Une fois officiellement reconnues, les différentes fraternités accueillies dans le sein de l’Eglise conciliaire ne pouvaient plus que garder le silence sur les déviances de Vatican II. Et de fait, elles ont cessé de dénoncer ces erreurs. Quant à la liturgie, le premier à faire une concession publique – après le monastère de Dom Augustin à Flavigny – fut Dom Gérard, abbé du Barroux qui concélébra la nouvelle messe avec le pape. Ce fut ensuite le tour, en 1999, de la Fraternité Saint-Pierre intérieurement déchirée entre certains de ses membres qui voulaient célébrer la nouvelle messe aussi bien que l’ancienne et d’autres qui souhaitaient rester fidèles au seul rite tridentin. Le recours à l’autorité romaine se traduisit par l’autorisation donnée à tous les membres de la Fraternité Saint-Pierre de célébrer selon le nouvel ordo. Celui-ci fut également imposé à tout prêtre de cette communauté dans les cas suivants : lorsqu’un membre de la Fraternité Saint-Pierre se trouve dans une communauté qui suit le rite romain actuel [8] et le Jeudi saint, lors de la messe chrismale concélébrée avec l’évêque du diocèse.
Dernière réintégration en date : celle de Mgr Rifan qui a concélébré la nouvelle messe le 8 septembre 2004 à Aparecida au Brésil. Récemment, d’ailleurs, le Cardinal Cottier, théologien du pape, disait à propos du statut d’Administration apostolique accordé à Mgr Rifan et aux fidèles de Campos : « Il y a une dynamique qui s’engage qui va le conduire à la nouvelle messe ». [9]
Le devoir de témoigner
Si les textes du concile contiennent des erreurs en contradiction avec l’enseignement traditionnel de l’Eglise – ce qui a été maintes fois démontré – il s’ensuit le devoir pour tout pasteur de mettre en garde les fidèles qui lui sont confiés. Se taire sur un sujet si important serait une omission grave. Si la nouvelle liturgie « s’éloigne de façon impressionnante, dans l’ensemble comme dans le détail, de la théologie catholique de la sainte messe » comme le disaient les cardinaux Bacci et Ottaviani, on ne peut sans compromission accepter sa légitimité, même uniquement dans le principe.

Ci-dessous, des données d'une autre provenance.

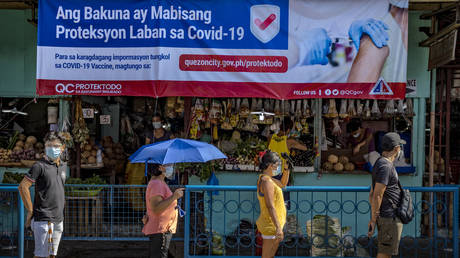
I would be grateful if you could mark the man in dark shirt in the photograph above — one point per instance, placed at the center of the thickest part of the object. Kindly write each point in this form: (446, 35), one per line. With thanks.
(385, 197)
(46, 215)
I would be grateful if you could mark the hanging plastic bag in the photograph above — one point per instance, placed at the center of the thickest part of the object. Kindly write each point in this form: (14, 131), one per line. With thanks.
(359, 106)
(351, 108)
(367, 110)
(375, 112)
(212, 180)
(343, 109)
(389, 108)
(400, 107)
(336, 130)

Voici toute la différence (et elle est de taille) entre, d’une part, le combat mené par la Fraternité Sacerdotale Saint-Pie‑X et toutes les communautés traditionnelles qui s’opposent publiquement aux erreurs du concile et à la nouvelle liturgie, et, d’autre part, celui des groupes de prêtres et fidèles constitués selon les dispositions du motu proprio « Ecclesia Dei afflicta ». Ce n’est pas pour rien que ces derniers ont été appelés « ralliés ». Comme nous l’avons vu, ils se sont bel et bien ralliés au Concile et à l’acceptation de principe de la nouvelle liturgie.

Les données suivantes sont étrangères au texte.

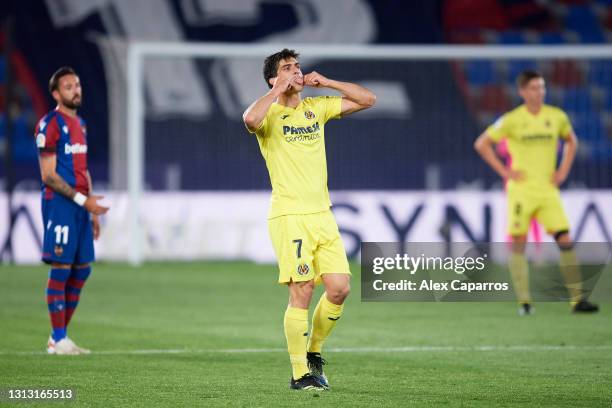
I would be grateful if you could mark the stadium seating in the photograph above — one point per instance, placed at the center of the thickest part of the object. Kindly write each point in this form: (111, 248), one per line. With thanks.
(583, 89)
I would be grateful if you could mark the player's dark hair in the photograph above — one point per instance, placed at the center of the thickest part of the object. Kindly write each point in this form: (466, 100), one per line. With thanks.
(524, 77)
(54, 81)
(271, 63)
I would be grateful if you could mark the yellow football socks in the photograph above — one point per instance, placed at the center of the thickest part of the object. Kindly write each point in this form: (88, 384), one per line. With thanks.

Parmi nos fidèles, d’aucuns semblent ne pas comprendre le fond du problème et participent indifféremment aux offices de l’une ou l’autre communauté en se disant : « de toute façon, c’est la messe traditionnelle. » Je voudrais rappeler à ces personnes que la messe n’est pas tout. Elle est célébrée dans un contexte : la position du prêtre par rapport à la crise de l’Eglise va inévitablement orienter ses sermons et influencer son auditoire.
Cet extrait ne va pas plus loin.